There are a lot of theories like VWAP , Options Pain etc that look at benefitting from these “footprints” and give guidance to traders on potential price movements. The Maximum (Options) Pain theory is amongst the most argued about – and treated with a pinch of salt – though always tracked! While one cannot vouch for whether it works or not, its certainly a concept one should know.
What is Maximum Pain?
Option Pain, also known as Max Option Pain or Max Pain, is based on the theory that since most options buyers lose in options trading, the price of the underlying stock must be manipulated somehow to close during options expiration at a price that results in the most options contracts expiring out of the money. If the Option Pain theory holds, it becomes possible to actually predict the exact price a stock would close at during option expiration through charting the open interest of both call and put options. That exact price is known as “Option Pain” or “Max Pain”.
The theoretical underpinning behind the Options theory is simple:
1) Sellers of options have loads of capital on the line and it makes sense for them to try to manipulate market expiries to their advantage
2) Retail investors are silly!

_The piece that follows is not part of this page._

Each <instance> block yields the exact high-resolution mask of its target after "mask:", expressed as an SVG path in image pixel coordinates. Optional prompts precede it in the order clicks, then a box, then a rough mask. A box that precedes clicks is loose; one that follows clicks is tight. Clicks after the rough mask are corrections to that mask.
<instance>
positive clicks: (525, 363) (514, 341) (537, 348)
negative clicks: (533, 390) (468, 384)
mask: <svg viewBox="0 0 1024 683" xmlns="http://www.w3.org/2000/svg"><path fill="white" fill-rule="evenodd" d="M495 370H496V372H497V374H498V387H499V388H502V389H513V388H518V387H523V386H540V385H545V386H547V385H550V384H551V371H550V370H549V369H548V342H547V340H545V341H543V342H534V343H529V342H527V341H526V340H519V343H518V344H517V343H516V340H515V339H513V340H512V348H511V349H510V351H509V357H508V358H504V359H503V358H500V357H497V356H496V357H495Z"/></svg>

And would possibly get invested at the wrong price points
This is probably why more than 80% of options expire worthless most of the time!
In other words – leave the silly investor in maximum pain!
Manipulating towards Max Pain
Mostly due to a concept known as time decay, most options buyers lose money. It doesn’t matter whether you’re buying a call option or a put option – due to time decay, you’re probably going to lose money.
In order for an Option buyer to profit, the option needs to expire ITM (in the money). If the option expires At the Money or Out of the Money, the Options buyer will not profit.
Since institutions want you (the Options buyer) to lose money, they want to minimize the number of options contracts that are In the Money. So, order to get to Max Pain, institutions will move the underlying towards a strike price wherein they can get the maximum number of contracts (measured through Open Interest) that do not expire ITM.
The calculation is quite involved especially if you include premia in the whole mix (which itself is difficult most of the time) so you may visit the web for are several websites that show this data live–for the July 2018 expiry this shows 10,700 for the Nifty as on the date of writing this blog,
How to Profit From Option Pain
It has been proposed from some investment and options trading websites that stocks tend to move towards the Option Pain level as expiration hour approaches and is most predominant in high volume stocks (these are again claims that have yet to be rigorously tested or proven.).
Essentially, if you know what price a stock will end up and when, there is almost an endless number of options trading strategies that you can use to take advantage of it. If the Option Pain level is higher than the stock price right now, you could use a Bull Call Spread by buying the At The Money call options and then sell the Out Of The Money call option slightly above or at the Option Pain price. Conversely, if the Option Pain level is lower than the stock price right now, you could use a Bear Put Spread using the same logic. Naked call write and put write at the strike price slightly above or below the Option Pain price works as well.